Japon sanatçı Ken Matsubara'nın "Uyuyan su / Bir bardak suda fırtına" adlı eseri...
Eskimiş, köhne bir kutu içine hapsedilmiş bir bardak su... Ama içinde fırtınalar kopuyor, dökülüp duruyor, yitiyor gidiyor gözümüzün önünde...
Uzanıp buna engel olasım, hapsedildiği o kutudan kurtarasım geliyor, yapamıyorum...
Kimde bu kutunun anahtarı, kim onun sorumlusu?

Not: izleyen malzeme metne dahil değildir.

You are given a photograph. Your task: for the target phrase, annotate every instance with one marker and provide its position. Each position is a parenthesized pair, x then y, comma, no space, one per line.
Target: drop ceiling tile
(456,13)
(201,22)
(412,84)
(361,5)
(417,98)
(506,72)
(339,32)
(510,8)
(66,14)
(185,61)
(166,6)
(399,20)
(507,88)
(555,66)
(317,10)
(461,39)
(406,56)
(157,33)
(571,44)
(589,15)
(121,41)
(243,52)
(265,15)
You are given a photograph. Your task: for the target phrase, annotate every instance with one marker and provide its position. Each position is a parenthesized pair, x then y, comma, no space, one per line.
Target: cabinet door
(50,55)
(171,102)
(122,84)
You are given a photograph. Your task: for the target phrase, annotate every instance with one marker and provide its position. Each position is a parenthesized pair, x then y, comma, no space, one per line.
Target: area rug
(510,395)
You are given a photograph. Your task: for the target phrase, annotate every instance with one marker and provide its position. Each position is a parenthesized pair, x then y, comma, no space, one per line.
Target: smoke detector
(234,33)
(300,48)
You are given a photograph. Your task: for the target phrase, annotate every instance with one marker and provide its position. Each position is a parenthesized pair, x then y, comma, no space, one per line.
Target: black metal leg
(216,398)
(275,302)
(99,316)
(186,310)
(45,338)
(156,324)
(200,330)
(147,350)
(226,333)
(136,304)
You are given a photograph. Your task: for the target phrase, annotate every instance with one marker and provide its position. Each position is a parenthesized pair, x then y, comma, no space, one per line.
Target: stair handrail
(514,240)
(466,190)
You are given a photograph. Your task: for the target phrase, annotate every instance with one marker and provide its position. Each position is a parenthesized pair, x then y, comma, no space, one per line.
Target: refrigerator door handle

Yok...
Altında "dokunmayın" yazıyor... Ama o "biricik" su orada yitip gidiyor...
Aklıma "Kalabak su" geliyor... Üzülüyorum, kızıyorum, sinirleniyorum, çırpınıyorum, ürperiyorum...
İşte sanat böyle bir şeydir kardeşim...
Artık o eseri her gördüğümde bana hatırlatacağı bir şey var, benimle ve bu şehirle bir bağı var...
Yarın Odunpazarı Modern Müze'de yeni bir sergi açılıyor, yeni eserlerle karşılaşacağız...
Ama umarım "Uyuyan su / Bir bardak suda fırtına" eseri müzedeki yerinde kalır, kaldırılmaz...
Lütfen, o eseri kaldırmayın...
Kalsın ki unutmayalım...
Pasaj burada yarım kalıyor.